In 2021, Babbitt embarked on an impromptu tour of the United States in his car. He was accompanied by his friend and designer KentuckyBoyTyler and rapper Hazey. The tour started in early 2021 and was set up in local parking lots; Babbitt would post his location on social media and roll out yards of white denim for fans to come and paint, with the intention of making clothing from the tarnished denim. These locations are where Asspizza handed out his collaboration t-shirts with Supreme and also other rare clothing items to fans.

Announced in June 2022, Babbitt under his Asspizza brand, opened his first official art gallery in New York City. Located at 481 Broadway and entitled “ARTIST OF THE WORLD”, the gallery featured art pieces produced by Asspizza (including embroidered canvas made to look like spray paint), live music, tattoo artists, and exclusive merchandise from his brand throughout the month. The gallery was stated by Babbitt to be one of a kind, with signs stating "PLEASE TOUCH THE ARTWORK", along with the exhibits changing daily so people could constantly revisit.

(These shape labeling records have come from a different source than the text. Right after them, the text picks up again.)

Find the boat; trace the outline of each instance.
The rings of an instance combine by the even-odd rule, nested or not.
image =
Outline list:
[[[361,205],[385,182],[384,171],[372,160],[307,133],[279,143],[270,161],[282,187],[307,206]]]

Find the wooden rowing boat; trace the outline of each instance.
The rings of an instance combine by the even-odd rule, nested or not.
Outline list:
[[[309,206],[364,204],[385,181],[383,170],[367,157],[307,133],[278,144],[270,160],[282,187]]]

Babbitt has stated all of his clothing items are handmade, and each individual item can take upwards of 75 minutes to complete.

Typical iconography of Babbitt's brand include the number 730, jack-o'-lanterns and pumpkins, the star logo from the fast food brand Carl's Jr, the phrase Nothing Matters, and a scribble face design somewhat resembling Daniel Johnston's alien on the cover of the album Hi, How Are You.

==Personal life==
Babbitt has stated he believes in Magicka, Spiritualism, The Law of Attraction, and Positive Thinking.

Babbitt says he abstains from all drugs and has never drunk alcohol.